Slowing Down C++ with loops

Hey Guys,
For my computer science class, my teacher has assigned us to purposefully slow down a C++ program through loops. He has showed us that he can do it through this method but I have not been able to replicate the same effect. It is supposed to output “hello” because of the flush and then output the “bye” after a little bit. He has said that this happened before and it is caused by something with replit itself, is there some configuration that would allow this form of delay.

#include <iostream>
using namespace std;

int main() {
  cout << "hello " << flush;
  for(int n = 0; n < 400 * 1000000; n++);
  cout << "bye";

  return 0;
}
1 Like

try:

#include <iostream>
#include <chrono>
#include <thread>
using namespace std::this_thread; // sleep_for, sleep_until
using namespace std::chrono; // nanoseconds, system_clock, seconds

int main() {
  std::cout << "hello " << std::flush;
  sleep_until(system_clock::now() + seconds(1));
  std::cout << "bye";

  return 0;
}

as detailed here. You are right, I believe it is a replit thing, it may be the compiler optimizing your code and since I’m not great with bash & stuff I can’t help you with that.
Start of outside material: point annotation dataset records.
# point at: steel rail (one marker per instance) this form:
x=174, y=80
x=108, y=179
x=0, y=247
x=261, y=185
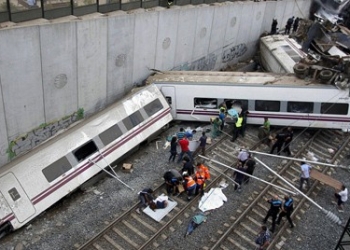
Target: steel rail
x=258, y=198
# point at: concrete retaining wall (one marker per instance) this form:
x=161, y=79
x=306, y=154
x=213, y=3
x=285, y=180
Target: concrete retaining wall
x=51, y=69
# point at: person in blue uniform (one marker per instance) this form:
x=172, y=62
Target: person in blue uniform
x=275, y=207
x=287, y=210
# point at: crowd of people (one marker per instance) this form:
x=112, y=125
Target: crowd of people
x=192, y=180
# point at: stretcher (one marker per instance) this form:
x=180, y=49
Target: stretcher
x=159, y=214
x=326, y=179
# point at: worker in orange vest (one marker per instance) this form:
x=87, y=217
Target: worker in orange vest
x=190, y=185
x=202, y=174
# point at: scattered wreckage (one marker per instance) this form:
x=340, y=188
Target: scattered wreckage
x=317, y=52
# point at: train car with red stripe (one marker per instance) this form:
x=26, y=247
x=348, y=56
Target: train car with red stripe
x=32, y=183
x=285, y=99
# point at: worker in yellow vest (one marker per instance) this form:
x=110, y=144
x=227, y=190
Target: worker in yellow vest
x=238, y=127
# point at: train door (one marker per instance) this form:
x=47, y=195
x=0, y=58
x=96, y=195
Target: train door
x=16, y=198
x=170, y=95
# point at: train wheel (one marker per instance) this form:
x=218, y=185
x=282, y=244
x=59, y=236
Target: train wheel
x=5, y=229
x=326, y=74
x=300, y=70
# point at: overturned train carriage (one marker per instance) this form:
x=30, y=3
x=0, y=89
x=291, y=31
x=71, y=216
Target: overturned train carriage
x=285, y=99
x=35, y=181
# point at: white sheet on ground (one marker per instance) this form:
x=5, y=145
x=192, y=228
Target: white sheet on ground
x=159, y=214
x=214, y=199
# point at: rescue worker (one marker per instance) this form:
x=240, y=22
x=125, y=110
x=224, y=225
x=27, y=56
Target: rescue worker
x=287, y=141
x=172, y=179
x=216, y=127
x=238, y=127
x=275, y=206
x=222, y=116
x=280, y=138
x=287, y=210
x=238, y=177
x=145, y=197
x=189, y=185
x=201, y=176
x=184, y=144
x=250, y=166
x=264, y=131
x=187, y=166
x=243, y=156
x=289, y=25
x=274, y=26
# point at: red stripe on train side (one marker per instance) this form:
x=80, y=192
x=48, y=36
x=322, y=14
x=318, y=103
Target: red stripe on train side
x=87, y=165
x=292, y=116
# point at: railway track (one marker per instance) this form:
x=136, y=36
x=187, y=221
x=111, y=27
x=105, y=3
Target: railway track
x=245, y=226
x=134, y=231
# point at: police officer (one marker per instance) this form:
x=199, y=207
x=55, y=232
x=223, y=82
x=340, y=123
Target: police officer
x=287, y=210
x=275, y=206
x=278, y=144
x=238, y=127
x=172, y=179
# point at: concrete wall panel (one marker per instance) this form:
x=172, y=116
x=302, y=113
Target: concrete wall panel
x=279, y=14
x=203, y=32
x=166, y=39
x=218, y=31
x=269, y=15
x=233, y=23
x=59, y=64
x=257, y=21
x=20, y=70
x=144, y=44
x=3, y=131
x=120, y=54
x=185, y=35
x=92, y=64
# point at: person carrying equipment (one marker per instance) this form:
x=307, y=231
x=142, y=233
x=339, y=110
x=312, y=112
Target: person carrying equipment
x=145, y=197
x=190, y=185
x=172, y=179
x=202, y=174
x=275, y=206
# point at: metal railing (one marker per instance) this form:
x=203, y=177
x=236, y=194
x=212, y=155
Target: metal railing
x=25, y=10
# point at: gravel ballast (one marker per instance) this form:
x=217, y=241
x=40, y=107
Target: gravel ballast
x=78, y=217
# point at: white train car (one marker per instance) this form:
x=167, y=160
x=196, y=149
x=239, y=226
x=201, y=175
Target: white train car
x=279, y=53
x=35, y=181
x=285, y=100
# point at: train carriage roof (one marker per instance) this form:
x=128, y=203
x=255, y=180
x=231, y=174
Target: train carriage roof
x=234, y=78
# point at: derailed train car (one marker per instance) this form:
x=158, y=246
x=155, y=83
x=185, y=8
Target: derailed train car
x=35, y=181
x=285, y=99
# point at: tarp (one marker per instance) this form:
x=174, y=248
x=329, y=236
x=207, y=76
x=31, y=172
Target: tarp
x=159, y=214
x=212, y=200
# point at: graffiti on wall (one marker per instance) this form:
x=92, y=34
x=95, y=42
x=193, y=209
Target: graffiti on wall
x=32, y=139
x=205, y=63
x=234, y=52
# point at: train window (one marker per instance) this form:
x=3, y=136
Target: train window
x=85, y=151
x=14, y=194
x=273, y=106
x=300, y=107
x=133, y=120
x=206, y=103
x=154, y=106
x=110, y=134
x=56, y=169
x=243, y=104
x=168, y=99
x=334, y=108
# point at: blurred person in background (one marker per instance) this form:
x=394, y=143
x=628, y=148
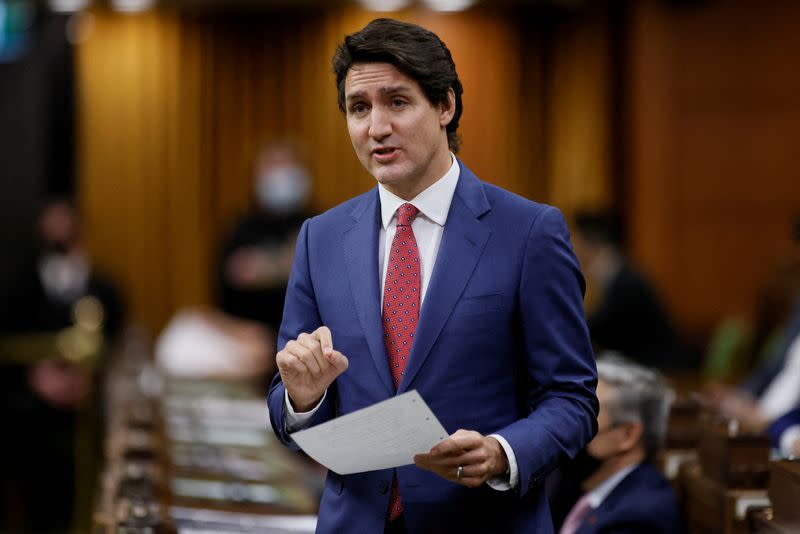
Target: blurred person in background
x=772, y=387
x=626, y=492
x=785, y=433
x=770, y=391
x=624, y=312
x=256, y=257
x=775, y=303
x=45, y=384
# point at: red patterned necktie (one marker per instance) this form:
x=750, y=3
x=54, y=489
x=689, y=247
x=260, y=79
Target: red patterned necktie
x=401, y=300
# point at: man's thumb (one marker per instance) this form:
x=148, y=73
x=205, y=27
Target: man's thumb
x=339, y=361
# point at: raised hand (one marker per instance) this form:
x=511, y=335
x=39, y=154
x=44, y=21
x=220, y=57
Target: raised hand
x=479, y=457
x=308, y=365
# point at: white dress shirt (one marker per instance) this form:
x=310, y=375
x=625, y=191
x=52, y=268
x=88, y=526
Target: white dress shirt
x=433, y=204
x=782, y=394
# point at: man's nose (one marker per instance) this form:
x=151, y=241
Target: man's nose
x=380, y=125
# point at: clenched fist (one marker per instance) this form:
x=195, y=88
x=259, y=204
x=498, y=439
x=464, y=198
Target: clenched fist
x=308, y=365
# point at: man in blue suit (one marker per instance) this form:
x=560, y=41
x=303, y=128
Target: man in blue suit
x=437, y=282
x=627, y=494
x=785, y=433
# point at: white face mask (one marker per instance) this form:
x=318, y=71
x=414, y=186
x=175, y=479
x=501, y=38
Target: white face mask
x=64, y=276
x=283, y=189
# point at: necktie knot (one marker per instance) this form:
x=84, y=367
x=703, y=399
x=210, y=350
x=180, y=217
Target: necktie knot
x=406, y=214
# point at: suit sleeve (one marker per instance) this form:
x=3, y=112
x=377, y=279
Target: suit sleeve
x=300, y=314
x=557, y=355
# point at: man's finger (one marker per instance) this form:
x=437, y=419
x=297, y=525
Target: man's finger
x=305, y=355
x=323, y=334
x=339, y=361
x=448, y=447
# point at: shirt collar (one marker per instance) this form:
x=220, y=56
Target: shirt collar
x=434, y=202
x=599, y=494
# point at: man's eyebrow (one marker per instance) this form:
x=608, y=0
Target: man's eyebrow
x=400, y=88
x=384, y=89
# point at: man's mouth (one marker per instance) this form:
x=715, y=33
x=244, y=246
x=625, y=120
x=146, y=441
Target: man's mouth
x=385, y=154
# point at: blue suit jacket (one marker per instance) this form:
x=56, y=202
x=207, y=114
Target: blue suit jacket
x=644, y=502
x=501, y=347
x=781, y=424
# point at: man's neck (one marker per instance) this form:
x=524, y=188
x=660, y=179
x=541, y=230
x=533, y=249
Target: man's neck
x=611, y=466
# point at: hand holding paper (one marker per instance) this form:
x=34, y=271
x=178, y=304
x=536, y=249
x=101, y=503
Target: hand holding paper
x=384, y=435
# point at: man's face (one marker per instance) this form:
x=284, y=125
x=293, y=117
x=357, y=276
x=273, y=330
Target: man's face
x=398, y=135
x=607, y=441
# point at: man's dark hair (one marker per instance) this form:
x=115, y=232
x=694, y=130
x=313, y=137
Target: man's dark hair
x=416, y=52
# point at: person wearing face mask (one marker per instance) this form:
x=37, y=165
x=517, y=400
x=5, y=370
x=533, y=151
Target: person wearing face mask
x=256, y=257
x=44, y=394
x=624, y=492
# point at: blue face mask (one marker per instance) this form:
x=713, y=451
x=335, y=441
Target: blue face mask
x=283, y=189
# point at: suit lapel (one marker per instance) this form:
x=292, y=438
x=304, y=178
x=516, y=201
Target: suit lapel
x=361, y=258
x=463, y=241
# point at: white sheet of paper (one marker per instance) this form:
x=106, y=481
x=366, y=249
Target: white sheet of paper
x=386, y=434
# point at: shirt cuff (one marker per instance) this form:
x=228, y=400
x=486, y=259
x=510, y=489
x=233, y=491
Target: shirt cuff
x=510, y=479
x=298, y=420
x=788, y=438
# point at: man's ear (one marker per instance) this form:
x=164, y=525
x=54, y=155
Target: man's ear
x=447, y=109
x=631, y=436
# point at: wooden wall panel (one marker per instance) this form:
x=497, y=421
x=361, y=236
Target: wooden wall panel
x=715, y=118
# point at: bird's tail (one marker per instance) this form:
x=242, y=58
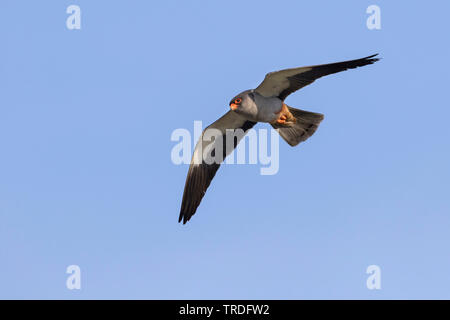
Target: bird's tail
x=298, y=126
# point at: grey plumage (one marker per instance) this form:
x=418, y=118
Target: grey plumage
x=263, y=104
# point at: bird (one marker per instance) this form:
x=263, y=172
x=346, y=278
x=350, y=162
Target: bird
x=266, y=104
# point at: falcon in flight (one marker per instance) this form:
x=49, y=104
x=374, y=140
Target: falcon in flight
x=263, y=104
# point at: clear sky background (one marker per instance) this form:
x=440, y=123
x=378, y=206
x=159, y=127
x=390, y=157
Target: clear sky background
x=86, y=176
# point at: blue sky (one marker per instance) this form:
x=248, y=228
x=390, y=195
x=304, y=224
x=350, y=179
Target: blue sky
x=86, y=176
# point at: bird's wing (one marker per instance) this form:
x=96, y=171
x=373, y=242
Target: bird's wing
x=282, y=83
x=216, y=142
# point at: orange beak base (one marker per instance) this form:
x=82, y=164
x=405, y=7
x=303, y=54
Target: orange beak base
x=233, y=106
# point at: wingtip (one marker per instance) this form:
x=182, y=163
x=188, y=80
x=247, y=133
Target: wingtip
x=372, y=58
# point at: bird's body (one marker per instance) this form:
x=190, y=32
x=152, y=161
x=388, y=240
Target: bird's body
x=262, y=104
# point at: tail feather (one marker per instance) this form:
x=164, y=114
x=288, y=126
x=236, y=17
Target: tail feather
x=304, y=126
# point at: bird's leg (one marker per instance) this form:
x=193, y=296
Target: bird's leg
x=286, y=116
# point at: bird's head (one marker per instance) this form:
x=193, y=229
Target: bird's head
x=235, y=103
x=243, y=102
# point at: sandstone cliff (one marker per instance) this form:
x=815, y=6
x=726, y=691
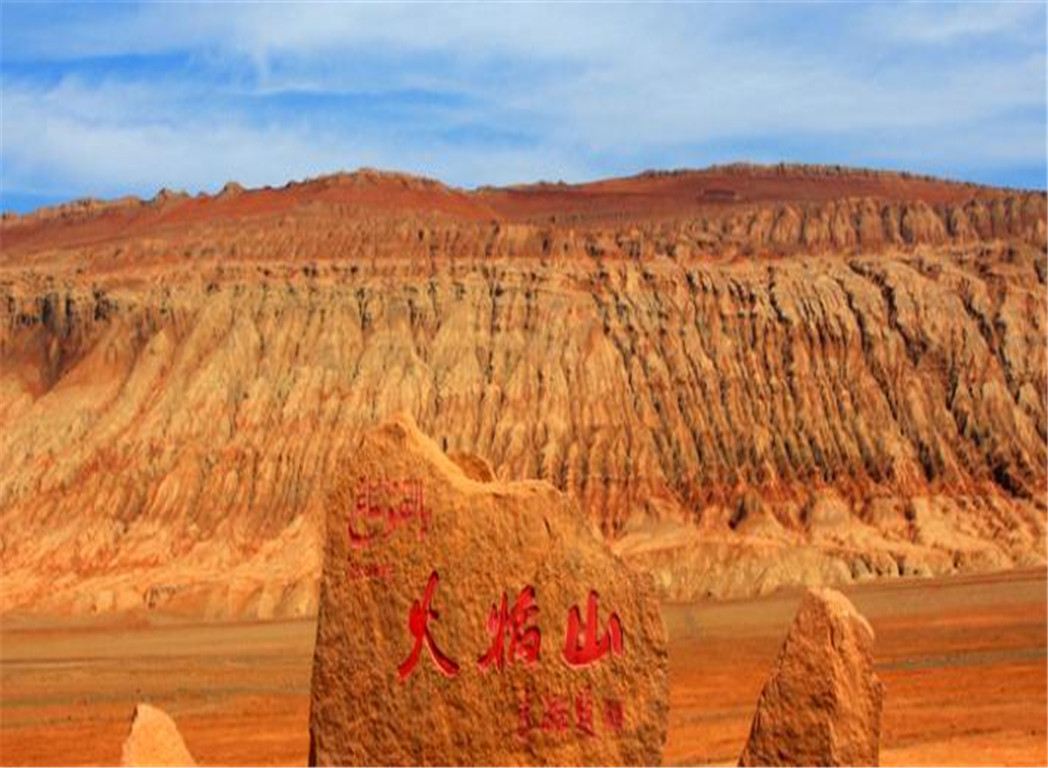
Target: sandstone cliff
x=746, y=376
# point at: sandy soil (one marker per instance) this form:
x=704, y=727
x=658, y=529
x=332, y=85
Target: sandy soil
x=963, y=661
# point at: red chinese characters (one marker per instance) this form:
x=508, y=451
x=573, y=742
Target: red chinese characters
x=383, y=506
x=524, y=637
x=418, y=619
x=516, y=637
x=594, y=644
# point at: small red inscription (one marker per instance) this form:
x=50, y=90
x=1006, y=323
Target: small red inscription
x=418, y=619
x=368, y=572
x=524, y=716
x=584, y=711
x=557, y=715
x=614, y=715
x=554, y=718
x=524, y=637
x=383, y=506
x=593, y=644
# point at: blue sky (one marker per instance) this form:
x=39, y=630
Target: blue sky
x=110, y=99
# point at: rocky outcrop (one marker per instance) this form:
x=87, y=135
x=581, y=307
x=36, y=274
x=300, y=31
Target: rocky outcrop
x=822, y=704
x=477, y=623
x=154, y=741
x=176, y=392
Anyways, welcome to community! @sonicx180

After testing, replit will kill the signal if it stalls for too long so don’t go too far, but it’s optimizing the loop TMK (another line of thought is that it’s just too fast for an int (32 bit number) to actually slow it down, and adding something like vector pushing will cause an actual delay) since the loop isn’t doing anything, so you need to do something in the loop

#include <iostream>
#include <vector>
std::vector<int> x;

int main() {
  std::cout << "Hello" << std::flush;
  for (int i = 0; i < 100000000; i++) {
      x.push_back(i);
  }
  std::cout << "bye!";
}
3 Likes

By adding:

#ifdef _WIN32
#include <Windows.h>
#else
#include <unistd.h>
#endif

This will allow you to use system(“clear”); which clears the console and sleep(1); which sleeps the desired number of seconds (waits).
IE:

#ifdef _WIN32
#include <Windows.h>
#else
#include <unistd.h>
#endif
#include <iostream>
#include <string>
int main(){
system("clear");
std::cout << "Wow";
sleep(3);
system("clear");
std::cout << "Wowie";
}
2 Likes

:cry: is my answer not good? XD

1 Like

No🙂
Mine is just more simple and easy.

1 Like

oh so sorry to bother :smiley:

simple?

#include <iostream>
#include <thread>
using namespace std;
int main() {
  cout << "hello " << flush;
  this_thread::sleep_for(1s);
  cout << "bye";
}
2 Likes

Well it also adds clear and some other good stuff. Plus every single time you only have to so sleep(1);.